Isvind
"Daumyra" - Zwei Meinungen: Neunziger-Veteran vs. Nachwuchs-Black-Metaller
Special
Mit ISVIND veröffentlicht demnächst eine Band ihr neues Album, die nicht nur ihre Wurzeln tief in den Neunzigern hat, sondern auch genauso klingt: 15 Jahre lagen zwischen dem Erstling „Dark Waters Stir“ (1996) und dem Zweitwerk „Intet Lever“ (2011), und dennoch hatte sich im Hause ISVIND zwischenzeitlich so gut wie gar nichts verändert. Mit „Daumyra“ kommt nun bald das neue Werk des Duos aus Oslo über Folter Records heraus – und wir haben neben der Review von Florian Dammasch, Black-Metal-Veteran aus den Neunzigern, nochmal geschaut, wie denn das Album aus dem Blickwinkel eines Nachwuchs-Black-Metallers klingt, der ISVIND erst mit „Intet Lever“ kennenlernte.
Sozusagen umgehend nach dem zweiten Album (nämlich nur eineinhalb Jahre, was gemessen an der Zeit zwischen dem Debüt „Dark Waters Stir“ 1996 und „Intet Lever“ von Ende 2011 ein Klacks ist) schieben ISVIND den Drittling „Daumyra“ nach. Und wer da etwa gedacht hat, die Veteranen der DARKTHRONE-Kopiererei würden langsam alt oder des Ersinnens klassisch griffiger Norweger-Riffs müde, der hat sich tüchtig geschnitten. „Kast Loss“ legt mächtig vor mit einem skandalös schlichten Aufbau aus zwei Gitarrenfiguren, ganz in der Tradition von „Transilvanian Hunger“. Aber diese beiden Riffs sitzen, und das ist im Neunziger-inspirierten Black Metal mittlerweile selten geworden.
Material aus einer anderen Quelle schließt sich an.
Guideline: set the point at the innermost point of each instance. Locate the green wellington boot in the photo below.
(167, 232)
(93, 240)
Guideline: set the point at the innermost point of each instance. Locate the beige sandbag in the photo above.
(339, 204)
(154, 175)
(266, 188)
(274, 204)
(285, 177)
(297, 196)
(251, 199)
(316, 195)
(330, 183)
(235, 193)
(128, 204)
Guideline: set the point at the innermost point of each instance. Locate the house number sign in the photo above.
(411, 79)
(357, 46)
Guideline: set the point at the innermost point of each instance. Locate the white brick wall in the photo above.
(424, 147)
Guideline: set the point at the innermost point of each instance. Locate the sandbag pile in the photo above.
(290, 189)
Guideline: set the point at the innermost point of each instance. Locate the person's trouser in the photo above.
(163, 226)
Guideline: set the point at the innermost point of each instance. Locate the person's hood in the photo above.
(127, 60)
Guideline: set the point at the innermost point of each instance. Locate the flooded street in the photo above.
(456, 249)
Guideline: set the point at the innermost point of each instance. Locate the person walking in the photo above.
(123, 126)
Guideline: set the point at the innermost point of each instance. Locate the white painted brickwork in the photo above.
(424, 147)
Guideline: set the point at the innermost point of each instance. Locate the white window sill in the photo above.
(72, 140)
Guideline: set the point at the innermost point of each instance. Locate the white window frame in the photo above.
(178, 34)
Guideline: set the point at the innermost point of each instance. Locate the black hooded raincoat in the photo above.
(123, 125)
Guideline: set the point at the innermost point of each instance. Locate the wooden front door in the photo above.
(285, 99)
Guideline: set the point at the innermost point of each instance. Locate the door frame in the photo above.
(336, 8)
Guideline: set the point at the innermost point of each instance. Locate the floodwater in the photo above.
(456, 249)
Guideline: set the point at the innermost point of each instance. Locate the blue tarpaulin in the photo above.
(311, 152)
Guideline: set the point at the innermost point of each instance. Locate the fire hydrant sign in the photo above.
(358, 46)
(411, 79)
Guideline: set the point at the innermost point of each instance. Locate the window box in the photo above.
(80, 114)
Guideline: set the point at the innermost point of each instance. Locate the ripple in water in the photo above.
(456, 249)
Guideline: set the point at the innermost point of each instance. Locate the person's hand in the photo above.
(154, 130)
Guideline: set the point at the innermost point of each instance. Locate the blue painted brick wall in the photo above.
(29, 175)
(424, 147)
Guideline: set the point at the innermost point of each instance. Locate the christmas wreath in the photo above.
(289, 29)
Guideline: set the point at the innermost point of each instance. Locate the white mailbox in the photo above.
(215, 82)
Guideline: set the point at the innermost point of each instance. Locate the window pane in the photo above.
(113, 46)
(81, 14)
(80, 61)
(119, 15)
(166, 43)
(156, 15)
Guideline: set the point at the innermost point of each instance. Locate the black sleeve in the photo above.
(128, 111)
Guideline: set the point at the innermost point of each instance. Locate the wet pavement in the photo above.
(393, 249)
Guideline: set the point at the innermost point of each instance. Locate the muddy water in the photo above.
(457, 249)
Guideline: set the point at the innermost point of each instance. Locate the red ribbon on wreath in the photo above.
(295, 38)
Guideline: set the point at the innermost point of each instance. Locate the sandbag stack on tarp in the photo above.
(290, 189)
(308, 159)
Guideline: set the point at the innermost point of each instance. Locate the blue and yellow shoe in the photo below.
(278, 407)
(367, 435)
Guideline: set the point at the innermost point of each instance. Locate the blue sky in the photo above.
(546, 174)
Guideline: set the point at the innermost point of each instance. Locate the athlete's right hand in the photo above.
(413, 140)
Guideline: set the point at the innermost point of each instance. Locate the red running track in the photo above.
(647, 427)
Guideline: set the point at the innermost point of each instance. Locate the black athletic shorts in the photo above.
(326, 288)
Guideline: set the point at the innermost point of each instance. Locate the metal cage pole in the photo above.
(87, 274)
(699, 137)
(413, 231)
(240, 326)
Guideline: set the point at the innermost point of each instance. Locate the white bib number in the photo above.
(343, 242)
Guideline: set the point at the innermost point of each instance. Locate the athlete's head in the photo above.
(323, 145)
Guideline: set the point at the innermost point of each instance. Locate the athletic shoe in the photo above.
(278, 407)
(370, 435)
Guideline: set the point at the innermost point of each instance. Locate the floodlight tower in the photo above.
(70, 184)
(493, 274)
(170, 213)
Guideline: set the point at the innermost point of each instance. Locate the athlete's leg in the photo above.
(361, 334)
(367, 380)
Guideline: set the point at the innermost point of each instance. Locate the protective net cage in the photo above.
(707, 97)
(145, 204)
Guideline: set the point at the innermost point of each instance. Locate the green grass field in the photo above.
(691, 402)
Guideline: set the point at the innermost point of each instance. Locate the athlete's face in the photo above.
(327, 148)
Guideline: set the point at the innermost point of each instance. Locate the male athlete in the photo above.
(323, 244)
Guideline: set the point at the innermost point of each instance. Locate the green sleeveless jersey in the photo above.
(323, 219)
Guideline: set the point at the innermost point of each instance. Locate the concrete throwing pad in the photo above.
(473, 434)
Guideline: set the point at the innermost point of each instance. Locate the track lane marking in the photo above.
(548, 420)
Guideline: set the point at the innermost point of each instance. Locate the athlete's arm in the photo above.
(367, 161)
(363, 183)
In demselben Geist geht es nahtlos mit „Burn The Kings“ weiter, das nun allerdings ein wenig melodiöser angelegt ist und beinahe TAAKE-Atmosphäre versprüht. Hier zeigen sich schon die minimalen Veränderungen im ISVIND-Sound, die sich dann so auch durch die restlichen sechs Songs ziehen: „Daumyra“ ist etwas weniger chaotisch und poltrig, vor allem nicht so vulgär, hat ein wenig mehr Bewegung in den Gitarren, dafür allerdings so gut wie keine Abwechslung in den Drums. Wozu auch, aus vier, fünf Drumpatterns lässt sich erwiesenermaßen auch 2013 noch ein gutes Album bauen. Erst recht, wenn man – wie ISVIND – einen ganzen Sack voller Trademark-Hooks in der Hinterhand und dazu eine Produktion aus der Zeitmaschine hat.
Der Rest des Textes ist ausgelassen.